Solo gli operai nastrai della ditta Visconti (Milano), che sono apertamente sostenuti dalla loro società di mutuo soccorso, e che possono perciò restar senza lavoro per tre settimane, ottengono una completa vittoria; il proprietario concede loro il richiesto aumento di salario. È un esempio per le altre categorie di lavoratori.

Desta meraviglia il notare che il maggior numero di scioperi operai si verifica nel Sud d'Italia e specialmente a Napoli; non certo sotto il cessato regime borbonico le classi lavoratrici avevano appreso a esercitare questa evoluta forma di protesta.

È vero che le condizioni generali di malessere diffuse nel proletariato italiano in quell'anno si aggravano nel Sud pel concorso di altre circostanze. Ma non pare (né parve ai contemporanei) che ciò bastasse a spiegare il seguito ininterrotto di scioperi91. Chi li suggeriva agli operai meridionali? Si pensò – e forse in parte con ragione – che ci fosse la mano dei reazionari.

«La Nazione» (Firenze, 11 luglio), a proposito dello sciopero degli arsenalotti e operai delle ferrovie napoletane, disse chiaro che essi eran dovuti alle mene dei mandatari del Borbone, e approvò il governo che affrontava energicamente la situazione. «La Nazione», organo conservatore, aveva tutto l'interesse a denigrare le sommosse operaie92, ma è sintomatico che della stessa opinione fosse «Il Popolo d'Italia», giornale garibaldino di Napoli, il quale (21 febbraio) cosí scriveva: «Numerosi arresti si sono fatti questa mane fra gli operai dell'arsenale, addosso ai quali si trovavano armi diverse e revolvers. Ecco una nuova opera della reazione, una nuova congiura degli eterni nemici della Nazione. Pensi il clero alla grave responsabilità che pesa su di lui, perché è a lui che si fan rimontare le prime fila di questa cospirazione...»

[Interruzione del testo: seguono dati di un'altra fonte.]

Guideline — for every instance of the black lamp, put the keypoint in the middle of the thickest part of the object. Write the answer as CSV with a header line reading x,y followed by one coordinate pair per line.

Questi giornali riferivano voci e impressioni allora molto diffuse; che le loro induzioni avessero un qualche fondamento di verità non par dubitabile. Se infatti gli operai napoletani avessero ricorso spontaneamente allo sciopero, in base a un convincimento in essi radicato della efficacia di questa forma di lotta, come mai negli anni successivi, con l'indebolirsi della reazione politica, vedremmo progressivamente diminuire, se non quasi cessare affatto gli scioperi, mentre si moltiplicavano, diventando un'arma consueta di lotta, nelle altre regioni?

 

Nell'attesa del IX Congresso delle società operaie, che deve riunirsi a Firenze nel settembre 1861, Mazzini intensifica i suoi rapporti con le società di mutuo soccorso; vorrebbe che il congresso portasse alla unificazione delle forze operaie di tutta Italia. Il suo progetto è inviso alle società che subiscono l'influenza di elementi moderati; preoccupa le autorità.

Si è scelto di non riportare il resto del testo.